Robustness of Ancestral Recombination Graph Inference Tools to Phasing Errors

Ancestral Recombination Graphs (ARGs) are fundamental population genetic structures that encode the genealogical history of a sample of haplotypes along the genome. They have recently received substantial attention as they can be used to provide accurate estimates of population history, form the foundation for selection scans, provide time-labeled estimates of changes in mutation rates, and more.
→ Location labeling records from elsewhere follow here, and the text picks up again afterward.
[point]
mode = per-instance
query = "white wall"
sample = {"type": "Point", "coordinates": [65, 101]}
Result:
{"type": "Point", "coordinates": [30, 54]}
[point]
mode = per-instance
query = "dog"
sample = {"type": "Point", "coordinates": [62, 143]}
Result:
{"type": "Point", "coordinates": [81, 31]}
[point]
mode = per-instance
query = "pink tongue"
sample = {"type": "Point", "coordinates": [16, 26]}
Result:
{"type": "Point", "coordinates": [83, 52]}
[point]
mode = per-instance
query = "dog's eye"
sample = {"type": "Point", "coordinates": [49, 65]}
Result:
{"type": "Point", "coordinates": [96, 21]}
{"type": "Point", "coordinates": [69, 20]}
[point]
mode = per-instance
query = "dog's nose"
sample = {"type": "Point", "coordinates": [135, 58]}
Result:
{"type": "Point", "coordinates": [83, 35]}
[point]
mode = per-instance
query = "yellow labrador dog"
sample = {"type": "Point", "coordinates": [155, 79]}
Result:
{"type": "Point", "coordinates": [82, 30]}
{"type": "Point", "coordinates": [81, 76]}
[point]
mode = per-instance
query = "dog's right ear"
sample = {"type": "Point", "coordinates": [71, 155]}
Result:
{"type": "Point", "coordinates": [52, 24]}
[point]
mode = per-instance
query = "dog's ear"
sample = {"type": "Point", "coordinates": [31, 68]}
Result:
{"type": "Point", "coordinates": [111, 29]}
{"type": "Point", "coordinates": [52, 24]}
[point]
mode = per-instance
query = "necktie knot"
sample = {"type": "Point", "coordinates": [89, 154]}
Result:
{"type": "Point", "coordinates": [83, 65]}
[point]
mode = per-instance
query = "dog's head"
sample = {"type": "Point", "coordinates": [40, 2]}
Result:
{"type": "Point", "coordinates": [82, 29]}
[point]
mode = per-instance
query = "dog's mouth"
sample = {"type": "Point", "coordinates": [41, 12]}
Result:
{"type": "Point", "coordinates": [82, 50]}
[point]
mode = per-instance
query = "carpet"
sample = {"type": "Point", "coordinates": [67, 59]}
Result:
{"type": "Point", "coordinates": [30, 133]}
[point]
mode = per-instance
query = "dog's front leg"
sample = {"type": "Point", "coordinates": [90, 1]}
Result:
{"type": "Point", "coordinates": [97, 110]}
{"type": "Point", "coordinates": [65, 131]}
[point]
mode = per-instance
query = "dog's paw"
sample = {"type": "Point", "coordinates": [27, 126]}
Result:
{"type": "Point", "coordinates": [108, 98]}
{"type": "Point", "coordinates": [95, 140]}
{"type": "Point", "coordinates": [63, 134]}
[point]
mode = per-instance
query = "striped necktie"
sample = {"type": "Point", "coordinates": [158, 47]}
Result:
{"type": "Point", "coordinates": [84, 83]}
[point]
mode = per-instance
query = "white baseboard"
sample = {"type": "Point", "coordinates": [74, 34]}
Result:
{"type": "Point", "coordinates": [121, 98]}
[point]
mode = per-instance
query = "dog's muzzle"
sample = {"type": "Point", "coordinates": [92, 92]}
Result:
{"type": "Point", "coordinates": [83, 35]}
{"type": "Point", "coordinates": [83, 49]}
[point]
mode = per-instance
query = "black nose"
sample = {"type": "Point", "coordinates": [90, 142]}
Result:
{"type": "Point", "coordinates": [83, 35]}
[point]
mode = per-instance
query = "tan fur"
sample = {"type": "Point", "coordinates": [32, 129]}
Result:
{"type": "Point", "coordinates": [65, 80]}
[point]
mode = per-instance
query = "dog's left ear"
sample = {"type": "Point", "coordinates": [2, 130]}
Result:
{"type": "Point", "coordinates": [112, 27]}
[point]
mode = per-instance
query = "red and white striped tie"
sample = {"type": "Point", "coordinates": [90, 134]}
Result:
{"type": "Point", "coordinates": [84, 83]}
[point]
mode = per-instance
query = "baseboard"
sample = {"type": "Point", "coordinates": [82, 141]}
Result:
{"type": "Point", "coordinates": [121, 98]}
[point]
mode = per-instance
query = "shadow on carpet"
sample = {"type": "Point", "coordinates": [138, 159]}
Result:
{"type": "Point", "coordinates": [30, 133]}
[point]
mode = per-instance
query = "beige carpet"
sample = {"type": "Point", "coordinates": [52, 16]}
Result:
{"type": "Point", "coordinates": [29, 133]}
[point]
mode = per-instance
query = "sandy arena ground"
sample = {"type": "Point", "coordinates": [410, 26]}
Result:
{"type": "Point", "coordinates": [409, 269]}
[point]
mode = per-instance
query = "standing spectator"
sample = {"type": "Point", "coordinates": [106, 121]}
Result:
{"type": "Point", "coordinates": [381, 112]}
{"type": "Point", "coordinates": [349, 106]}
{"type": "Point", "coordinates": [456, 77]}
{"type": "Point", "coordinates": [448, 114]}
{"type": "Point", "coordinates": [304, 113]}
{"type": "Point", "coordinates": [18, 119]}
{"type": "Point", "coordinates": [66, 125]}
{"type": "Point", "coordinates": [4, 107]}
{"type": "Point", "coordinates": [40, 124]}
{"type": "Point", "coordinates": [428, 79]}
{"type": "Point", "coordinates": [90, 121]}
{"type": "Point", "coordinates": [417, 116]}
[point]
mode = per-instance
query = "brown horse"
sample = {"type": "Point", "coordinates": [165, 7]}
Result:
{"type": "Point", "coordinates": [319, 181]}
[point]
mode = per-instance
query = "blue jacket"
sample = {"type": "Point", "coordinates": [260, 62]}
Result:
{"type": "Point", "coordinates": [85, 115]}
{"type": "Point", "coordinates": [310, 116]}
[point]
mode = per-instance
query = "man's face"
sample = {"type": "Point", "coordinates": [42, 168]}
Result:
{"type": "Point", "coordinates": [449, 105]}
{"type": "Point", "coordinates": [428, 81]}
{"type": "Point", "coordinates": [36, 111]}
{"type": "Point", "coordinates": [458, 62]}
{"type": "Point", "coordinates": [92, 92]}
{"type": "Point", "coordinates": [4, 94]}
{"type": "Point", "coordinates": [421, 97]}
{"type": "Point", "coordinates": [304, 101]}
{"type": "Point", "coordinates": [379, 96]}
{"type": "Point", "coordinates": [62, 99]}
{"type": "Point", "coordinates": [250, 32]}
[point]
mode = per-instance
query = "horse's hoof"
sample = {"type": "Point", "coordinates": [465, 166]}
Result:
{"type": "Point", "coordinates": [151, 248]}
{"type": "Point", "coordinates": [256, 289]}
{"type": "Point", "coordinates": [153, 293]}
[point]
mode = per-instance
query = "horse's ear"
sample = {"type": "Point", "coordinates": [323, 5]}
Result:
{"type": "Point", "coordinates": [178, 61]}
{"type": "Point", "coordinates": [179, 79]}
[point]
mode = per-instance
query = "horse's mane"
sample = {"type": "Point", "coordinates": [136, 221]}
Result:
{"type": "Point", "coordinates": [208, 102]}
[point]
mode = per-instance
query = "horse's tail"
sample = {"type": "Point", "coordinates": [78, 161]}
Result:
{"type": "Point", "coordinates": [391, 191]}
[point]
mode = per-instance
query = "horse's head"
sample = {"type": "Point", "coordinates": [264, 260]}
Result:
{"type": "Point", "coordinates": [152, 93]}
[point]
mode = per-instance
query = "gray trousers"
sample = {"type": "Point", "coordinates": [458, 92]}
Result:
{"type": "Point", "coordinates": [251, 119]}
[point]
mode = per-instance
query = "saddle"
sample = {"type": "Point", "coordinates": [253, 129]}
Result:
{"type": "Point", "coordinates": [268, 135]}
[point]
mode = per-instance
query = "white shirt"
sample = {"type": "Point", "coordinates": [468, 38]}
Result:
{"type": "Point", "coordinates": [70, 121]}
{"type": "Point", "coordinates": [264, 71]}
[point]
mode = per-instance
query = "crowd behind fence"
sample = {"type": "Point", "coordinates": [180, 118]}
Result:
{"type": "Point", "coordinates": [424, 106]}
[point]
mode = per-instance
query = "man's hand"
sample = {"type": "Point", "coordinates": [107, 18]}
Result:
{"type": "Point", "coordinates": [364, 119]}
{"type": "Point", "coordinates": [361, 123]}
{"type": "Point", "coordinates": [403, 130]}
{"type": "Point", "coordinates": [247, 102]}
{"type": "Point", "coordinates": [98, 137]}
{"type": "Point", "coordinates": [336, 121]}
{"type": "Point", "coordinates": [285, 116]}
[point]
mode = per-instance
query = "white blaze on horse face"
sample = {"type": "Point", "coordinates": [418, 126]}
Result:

ARGs can be inferred using multiple different methods, but these methods all rely on computational haplotype phasing. Previous studies have shown that the accuracy of haplotype phasing can be low when done in small or medium-sized samples, which are typical for most non-model organisms. Conventional wisdom would, therefore, suggest that ARG inferences are of limited utility in most non-model organisms. To test this assumption, we benchmark the robustness of four ARG inference methods — Relate, SINGER, Threads, and tsinfer+tsdate — to phasing errors. Their performance with imperfect phasing was tested under simple and realistic demographic models, and evaluated in terms of estimated pairwise coalescence times, counts of inferred recombination breakpoints, and estimated branch-length-based diversity. We observe only a slight degradation in performance when using computational phasing across all four methods and all tested demographic scenarios, demonstrating a surprising robustness of ARG inference methods to phasing inaccuracies. These findings support broader application of ARG inference in settings where large reference panels are not available.